He all but carried her and the bags a short distance away under the awning of a restaurant and settled her into a bench intended for waiting customers. When the woman manning the door would have protested them sitting, Zander sent her a ferocious glare that promptly had her shutting her mouth and retreating hastily to her post.
“Who did you call?” Evangeline asked.
“Justice. He’s not far or he would have called someone who was closer than he was to come get you.”
“Is a visit to the doctor really necessary?” Evangeline asked with a frown. “We should just go home. I can doctor it myself. It’s not serious. It doesn’t even hurt that much anymore.”
“We are going home,” Zander said calmly. “Drake’s personal physician has a clinic on the second level of Drake’s building. He has a practice, but his primary job is to see to Drake and Drake’s employees’ needs. And believe me, we’re a full-time job,” he added with a grin.
But Evangeline didn’t return his smile. Her brow furrowed in thought over what Zander had told her. Drake required a personal physician? As in one who looked after the needs of him and his men? Were their jobs that dangerous? For that matter, she had yet to figure out precisely what Drake and his men did for a living. Surely owning a nightclub didn’t command the kind of wealth Drake and his men possessed and certainly wouldn’t be cause to have a personal doctor to patch someone up on a regular basis.
She felt faintly ill, wondering just what she had gotten herself into and if she was already in way over her head.
“How bad are you hurting?” Zander asked bluntly.
She looked up at him, squinting when her gaze met the sun beyond Zander’s broad shoulders. He frowned and dug out the other pair of sunglasses and promptly perched them atop Evangeline’s nose.
“It just stings a bit. You’re completely overreacting,” she muttered. “One would think I got shot.”
Zander wasn’t amused, and it was the fact that his expression became as grim as it did that made her wonder if being shot was a possibility. Was her coming to harm why Drake was so overzealous when it came to her having protection any time she left the apartment?
If she thought for a minute she’d actually get an answer, she’d ask Zander just that question, but she knew he’d bite off his tongue before ever telling her anything. So she sighed and resigned herself to a visit to the doctor.

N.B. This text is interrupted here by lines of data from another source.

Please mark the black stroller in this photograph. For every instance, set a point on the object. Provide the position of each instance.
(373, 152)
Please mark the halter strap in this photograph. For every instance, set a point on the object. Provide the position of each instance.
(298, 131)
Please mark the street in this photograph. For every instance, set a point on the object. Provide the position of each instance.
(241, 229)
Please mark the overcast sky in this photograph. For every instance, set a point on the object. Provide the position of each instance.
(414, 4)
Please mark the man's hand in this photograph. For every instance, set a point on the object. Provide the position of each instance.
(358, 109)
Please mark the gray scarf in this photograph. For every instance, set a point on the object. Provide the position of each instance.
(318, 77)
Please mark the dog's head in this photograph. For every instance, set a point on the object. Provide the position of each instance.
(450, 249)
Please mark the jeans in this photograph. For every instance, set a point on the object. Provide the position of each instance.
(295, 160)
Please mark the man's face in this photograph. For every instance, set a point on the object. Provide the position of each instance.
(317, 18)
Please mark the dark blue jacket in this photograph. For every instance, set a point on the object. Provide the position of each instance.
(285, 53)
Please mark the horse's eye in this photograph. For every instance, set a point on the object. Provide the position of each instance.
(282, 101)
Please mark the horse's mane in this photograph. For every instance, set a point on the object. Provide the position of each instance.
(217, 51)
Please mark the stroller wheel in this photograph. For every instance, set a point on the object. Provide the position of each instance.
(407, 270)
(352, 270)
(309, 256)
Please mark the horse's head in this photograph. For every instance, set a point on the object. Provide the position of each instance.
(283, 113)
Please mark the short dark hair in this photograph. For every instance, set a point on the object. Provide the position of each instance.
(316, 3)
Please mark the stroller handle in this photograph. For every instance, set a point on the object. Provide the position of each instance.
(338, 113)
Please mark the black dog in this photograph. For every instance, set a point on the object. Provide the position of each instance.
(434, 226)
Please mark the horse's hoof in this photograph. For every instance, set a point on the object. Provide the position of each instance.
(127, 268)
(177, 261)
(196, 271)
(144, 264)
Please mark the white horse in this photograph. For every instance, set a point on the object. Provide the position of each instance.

She was surprised when only five minutes later, a sleek car she didn’t recognize the insignia for pulled up, and to her further surprise, not only did Justice step from the car but so did Silas.
And it would appear Silas’s presence came as a surprise to Zander as well, judging by his reaction.
Justice shrugged as they neared where Evangeline still sat on the bench.
“Silas was with me and when he heard what went down, he said he was coming.”
Unspoken was that no one ever likely refused Silas anything.
“I just hope to hell he doesn’t scare the shit out of her,” Zander muttered so only Justice could hear.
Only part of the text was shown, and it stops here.